The exhibition ‘Sunken Cities: Egypt’s Lost Worlds’ will open in May 2016 and will be open to the public for six months, two more months than standard time due to its high cost and expected popularity. It will be the British Museum’s first show focussing on underwater archaeology. Among other well known discoveries visitors will have the opportunity to see recent discoveries from two submerged islands at the mouth of the Nile near Alexandria —Thonis-Heracleion and Canopus, both founded in the seventh century BC.

A version of the exhibition is now available at the Institut du Monde Arabe in Paris at the Osiris: Egypt’s Sunken Mysteries exhibition, open until 31 January.
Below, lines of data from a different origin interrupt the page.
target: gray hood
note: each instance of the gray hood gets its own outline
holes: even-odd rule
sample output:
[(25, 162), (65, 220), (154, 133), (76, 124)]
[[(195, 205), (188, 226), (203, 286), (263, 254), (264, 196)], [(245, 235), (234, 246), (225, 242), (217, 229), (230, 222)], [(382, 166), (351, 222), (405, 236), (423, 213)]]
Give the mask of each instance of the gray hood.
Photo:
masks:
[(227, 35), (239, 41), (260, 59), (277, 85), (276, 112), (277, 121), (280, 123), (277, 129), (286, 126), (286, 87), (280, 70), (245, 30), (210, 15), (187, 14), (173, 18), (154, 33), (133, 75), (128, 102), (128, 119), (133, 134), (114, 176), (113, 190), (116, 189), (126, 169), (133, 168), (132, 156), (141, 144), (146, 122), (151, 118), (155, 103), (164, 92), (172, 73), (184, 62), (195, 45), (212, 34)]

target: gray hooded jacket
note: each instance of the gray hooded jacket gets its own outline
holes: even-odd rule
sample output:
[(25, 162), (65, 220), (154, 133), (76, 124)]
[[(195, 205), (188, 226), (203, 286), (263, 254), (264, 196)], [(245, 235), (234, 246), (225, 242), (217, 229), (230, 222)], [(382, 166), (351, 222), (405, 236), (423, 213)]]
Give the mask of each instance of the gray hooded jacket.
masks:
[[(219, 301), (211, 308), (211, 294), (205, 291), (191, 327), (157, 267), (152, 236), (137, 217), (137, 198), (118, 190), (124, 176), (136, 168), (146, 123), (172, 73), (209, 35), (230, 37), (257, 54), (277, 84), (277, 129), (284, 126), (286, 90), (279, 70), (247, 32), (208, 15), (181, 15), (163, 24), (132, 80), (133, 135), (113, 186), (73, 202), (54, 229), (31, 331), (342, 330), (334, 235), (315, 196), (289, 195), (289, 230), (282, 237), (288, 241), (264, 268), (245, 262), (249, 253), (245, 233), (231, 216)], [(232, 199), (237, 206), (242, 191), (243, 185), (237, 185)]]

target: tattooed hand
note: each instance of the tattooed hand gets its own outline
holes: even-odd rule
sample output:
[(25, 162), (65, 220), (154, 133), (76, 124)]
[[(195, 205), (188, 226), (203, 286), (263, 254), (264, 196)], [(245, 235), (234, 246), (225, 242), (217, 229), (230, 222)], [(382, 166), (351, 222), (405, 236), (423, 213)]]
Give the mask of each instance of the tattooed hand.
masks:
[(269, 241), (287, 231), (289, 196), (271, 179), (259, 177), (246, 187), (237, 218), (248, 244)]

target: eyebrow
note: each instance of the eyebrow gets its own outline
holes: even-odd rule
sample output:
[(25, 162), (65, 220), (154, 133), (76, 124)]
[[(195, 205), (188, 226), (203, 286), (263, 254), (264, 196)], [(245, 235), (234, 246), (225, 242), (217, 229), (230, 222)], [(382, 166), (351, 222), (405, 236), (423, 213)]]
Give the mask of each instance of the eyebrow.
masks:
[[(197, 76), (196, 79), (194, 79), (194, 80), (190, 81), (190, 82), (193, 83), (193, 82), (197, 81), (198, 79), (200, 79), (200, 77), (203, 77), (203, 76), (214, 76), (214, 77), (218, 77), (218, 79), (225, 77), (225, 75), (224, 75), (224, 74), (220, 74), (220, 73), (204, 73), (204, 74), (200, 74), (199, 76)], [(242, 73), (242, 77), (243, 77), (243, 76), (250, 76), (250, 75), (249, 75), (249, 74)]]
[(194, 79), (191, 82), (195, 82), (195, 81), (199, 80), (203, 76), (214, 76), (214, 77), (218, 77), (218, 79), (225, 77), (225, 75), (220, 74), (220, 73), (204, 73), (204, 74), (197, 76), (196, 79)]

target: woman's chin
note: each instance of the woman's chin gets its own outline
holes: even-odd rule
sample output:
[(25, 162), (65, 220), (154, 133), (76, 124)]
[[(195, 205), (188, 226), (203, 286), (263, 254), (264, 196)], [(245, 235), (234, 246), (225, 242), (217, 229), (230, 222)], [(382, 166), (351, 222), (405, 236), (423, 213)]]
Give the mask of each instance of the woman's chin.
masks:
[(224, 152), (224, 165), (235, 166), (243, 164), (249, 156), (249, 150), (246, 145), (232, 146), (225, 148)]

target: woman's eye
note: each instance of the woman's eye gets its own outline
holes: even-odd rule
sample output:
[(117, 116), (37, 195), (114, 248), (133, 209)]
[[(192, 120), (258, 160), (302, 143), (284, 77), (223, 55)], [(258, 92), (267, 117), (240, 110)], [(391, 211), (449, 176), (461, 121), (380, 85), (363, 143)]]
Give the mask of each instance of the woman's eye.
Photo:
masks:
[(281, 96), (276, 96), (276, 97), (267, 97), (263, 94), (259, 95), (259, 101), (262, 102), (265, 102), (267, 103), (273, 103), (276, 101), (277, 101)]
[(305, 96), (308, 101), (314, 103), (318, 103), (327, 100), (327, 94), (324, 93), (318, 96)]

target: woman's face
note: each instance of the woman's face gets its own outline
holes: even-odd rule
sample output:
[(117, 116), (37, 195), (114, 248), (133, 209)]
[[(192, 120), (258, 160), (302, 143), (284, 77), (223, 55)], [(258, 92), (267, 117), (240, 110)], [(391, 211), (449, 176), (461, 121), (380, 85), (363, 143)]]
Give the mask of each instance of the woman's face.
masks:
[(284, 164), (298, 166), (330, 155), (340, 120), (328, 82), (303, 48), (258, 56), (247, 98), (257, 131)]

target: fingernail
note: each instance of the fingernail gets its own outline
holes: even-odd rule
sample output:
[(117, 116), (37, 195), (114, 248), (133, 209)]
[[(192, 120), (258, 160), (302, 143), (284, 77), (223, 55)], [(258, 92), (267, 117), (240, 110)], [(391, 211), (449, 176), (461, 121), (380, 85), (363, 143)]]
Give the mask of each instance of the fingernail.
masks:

After the British Museum the artefacts will be moved to Museum Rietberg in Zurich (2017). However, although the exhibitions in Paris and Zurich focus mainly on Osiris, the London event will focus on the links between Egypt and Greece.

Aurelia Masson-Berghoff, British Museum curator in the Greece and Rome department who specialises in Egypt, said the “ground-breaking discoveries” had “transformed understanding” of the relationship between ancient Egypt and the Greek world. People sometimes assume that when two cultures mix, the essence of each is diluted and, as a result, weakened; this exhibition demonstrates the opposite.”

Around 300 objects will be exhibited, 200 of which are owned by the Egyptian state. Fifty more items excavated elsewhere will also be lent by the Egyptian ministry of antiquities. Fifty pieces will be from the British Museum collection, mainly from Naukratis, the first Greek settlement in Egypt.

Some of the most impressive items to be exhibited are a 5.4m-tall, 6-tonne  red granite figure of Hapy, a divine personification of the Nile’s flood, or a sculpture of Arsinoe II, the eldest daughter of Ptolemy I, founder of the Ptolemaic dynasty, discovered underwater by French archaeologist Franck Goddio, who also discovered the two sunken cities. The statue of Arsinoe II is without a head, although hope remains that it will be found as the underwater project continues.

The exhibition ‘Sunken Cities: Egypt’s Lost Worlds’ will take place at the British Museum, London, from 19 May to 27 November 2016.